Wir fuhren ein paar Kilometer mit meinem Wagen, um uns anschließend auf den Weg zum "Forsthaus am Weiher" zu machen. Gut anderthalb Stunden Weg lagen vor uns; wir freuten uns beide darauf. Der Eindruck, den ich vom ihm auf der Beerdigung bekommen hatte, bestätigte sich. Er war bei aller Offenheit und Munterkeit seines Wesens ein junger Mann, der die richtigen Dinge zum richtigen Zeitpunkt ernst genug nahm, um sich mit ihnen zu beschäftigen.

Keiner von uns brauchte zu fragen: "Wo fangen wir an?" Es ergab sich von allein. Es ging auch nicht darum, einzelne Aussagen oder Passagen meiner Beerdigungsrede zu untersuchen. Alles würde, wenn es wichtig wäre, genau in die Stellen hineinpassen, in die es hineingehörte. Davon war ich überzeugt.

Sebastian erzählte mir von seiner Kindheit und Jugend und wie im Laufe der letzten Jahre von ganz allein der Wunsch in ihm entstanden sei, Priester zu werden.

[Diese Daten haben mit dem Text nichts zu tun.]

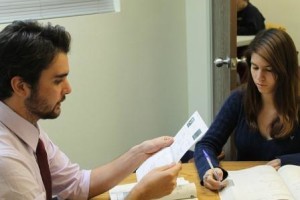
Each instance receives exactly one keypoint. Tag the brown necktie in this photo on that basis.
(42, 160)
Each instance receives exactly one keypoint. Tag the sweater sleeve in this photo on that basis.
(218, 133)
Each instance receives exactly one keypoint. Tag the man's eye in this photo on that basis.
(57, 81)
(269, 69)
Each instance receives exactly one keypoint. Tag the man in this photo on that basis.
(249, 19)
(33, 84)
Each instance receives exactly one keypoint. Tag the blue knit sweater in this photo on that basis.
(250, 145)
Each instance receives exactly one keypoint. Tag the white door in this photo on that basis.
(223, 46)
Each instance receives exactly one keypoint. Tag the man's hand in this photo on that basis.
(150, 147)
(157, 183)
(211, 182)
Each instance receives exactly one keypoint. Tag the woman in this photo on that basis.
(264, 114)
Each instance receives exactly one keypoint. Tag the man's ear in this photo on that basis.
(19, 86)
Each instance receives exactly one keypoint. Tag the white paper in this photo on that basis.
(184, 190)
(191, 132)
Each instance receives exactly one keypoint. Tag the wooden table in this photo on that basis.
(189, 172)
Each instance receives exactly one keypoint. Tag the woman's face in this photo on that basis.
(262, 75)
(240, 4)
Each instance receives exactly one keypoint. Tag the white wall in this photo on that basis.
(285, 13)
(129, 78)
(199, 58)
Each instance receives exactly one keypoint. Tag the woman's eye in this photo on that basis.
(254, 67)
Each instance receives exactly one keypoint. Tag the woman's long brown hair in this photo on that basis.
(278, 49)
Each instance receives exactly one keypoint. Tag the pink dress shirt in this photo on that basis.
(19, 172)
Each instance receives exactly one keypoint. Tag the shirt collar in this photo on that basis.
(19, 126)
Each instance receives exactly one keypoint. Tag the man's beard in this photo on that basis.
(39, 106)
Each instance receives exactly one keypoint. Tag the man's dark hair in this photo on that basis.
(26, 49)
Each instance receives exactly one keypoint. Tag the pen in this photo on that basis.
(211, 166)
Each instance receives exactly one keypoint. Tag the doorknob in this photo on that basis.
(229, 62)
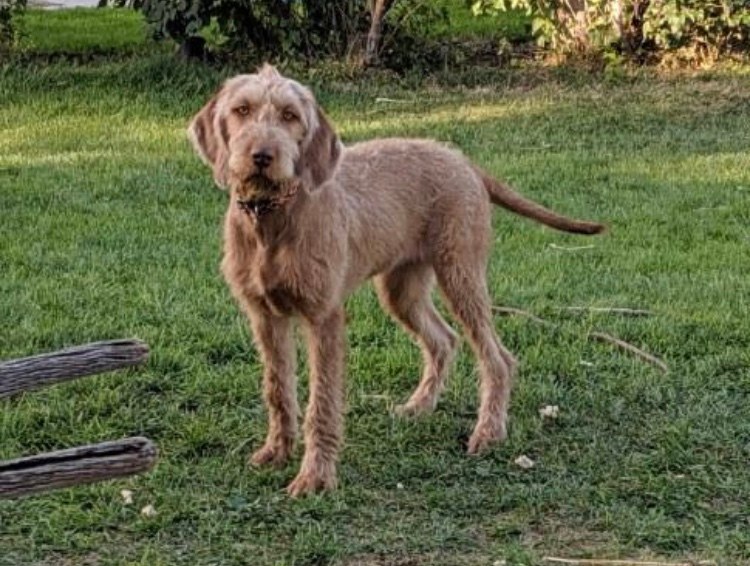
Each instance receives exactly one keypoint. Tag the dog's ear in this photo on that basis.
(209, 136)
(320, 154)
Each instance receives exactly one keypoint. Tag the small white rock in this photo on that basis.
(549, 412)
(524, 462)
(127, 496)
(148, 511)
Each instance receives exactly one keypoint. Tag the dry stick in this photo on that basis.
(47, 369)
(73, 466)
(609, 310)
(571, 248)
(521, 312)
(599, 562)
(601, 336)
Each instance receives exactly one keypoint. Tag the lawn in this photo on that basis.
(111, 228)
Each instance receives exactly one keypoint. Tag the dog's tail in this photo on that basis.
(502, 195)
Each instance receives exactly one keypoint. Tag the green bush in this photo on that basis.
(267, 27)
(696, 30)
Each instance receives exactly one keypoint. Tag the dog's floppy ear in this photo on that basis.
(320, 154)
(209, 136)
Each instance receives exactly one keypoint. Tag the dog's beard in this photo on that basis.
(259, 187)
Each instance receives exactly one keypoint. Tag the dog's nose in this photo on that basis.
(262, 159)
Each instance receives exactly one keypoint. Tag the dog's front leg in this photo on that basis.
(324, 419)
(275, 342)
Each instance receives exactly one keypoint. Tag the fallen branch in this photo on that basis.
(521, 312)
(609, 310)
(570, 248)
(599, 562)
(47, 369)
(603, 337)
(600, 336)
(74, 466)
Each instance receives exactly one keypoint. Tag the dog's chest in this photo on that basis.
(275, 279)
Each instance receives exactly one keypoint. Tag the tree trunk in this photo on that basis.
(74, 466)
(47, 369)
(378, 10)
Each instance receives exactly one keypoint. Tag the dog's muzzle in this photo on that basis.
(258, 206)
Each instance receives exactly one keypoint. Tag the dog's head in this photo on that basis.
(262, 131)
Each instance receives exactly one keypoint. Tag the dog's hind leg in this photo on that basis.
(405, 293)
(463, 283)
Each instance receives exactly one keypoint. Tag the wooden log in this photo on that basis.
(47, 369)
(74, 466)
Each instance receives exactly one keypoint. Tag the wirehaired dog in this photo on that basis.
(310, 220)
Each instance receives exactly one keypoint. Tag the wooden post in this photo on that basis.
(74, 466)
(47, 369)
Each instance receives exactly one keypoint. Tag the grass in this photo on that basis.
(82, 30)
(111, 228)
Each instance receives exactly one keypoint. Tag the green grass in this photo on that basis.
(111, 228)
(82, 30)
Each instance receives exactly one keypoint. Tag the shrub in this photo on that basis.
(268, 27)
(695, 29)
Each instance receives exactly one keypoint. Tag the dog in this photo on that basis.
(310, 220)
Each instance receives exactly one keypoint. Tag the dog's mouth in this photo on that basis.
(260, 195)
(258, 185)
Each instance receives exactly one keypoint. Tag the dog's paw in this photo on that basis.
(271, 455)
(311, 482)
(485, 436)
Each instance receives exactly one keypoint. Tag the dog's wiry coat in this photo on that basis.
(407, 213)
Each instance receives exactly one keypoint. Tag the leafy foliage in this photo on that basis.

"Willst du mir sagen, warum?" fragte ich.

"Aber sicher, das ist sozusagen die wichtigste Frage überhaupt." Er hielt inne, suchte sich ein kleines Stöckchen und half einem Käfer, der auf dem Rücken lag, wieder auf die Beine zu kommen. "Und obwohl es die wichtigste ist, denke ich manchmal, ich habe immer noch keine klare Antwort gefunden."

"Weißt du es nicht, oder kannst du es nicht formulieren?"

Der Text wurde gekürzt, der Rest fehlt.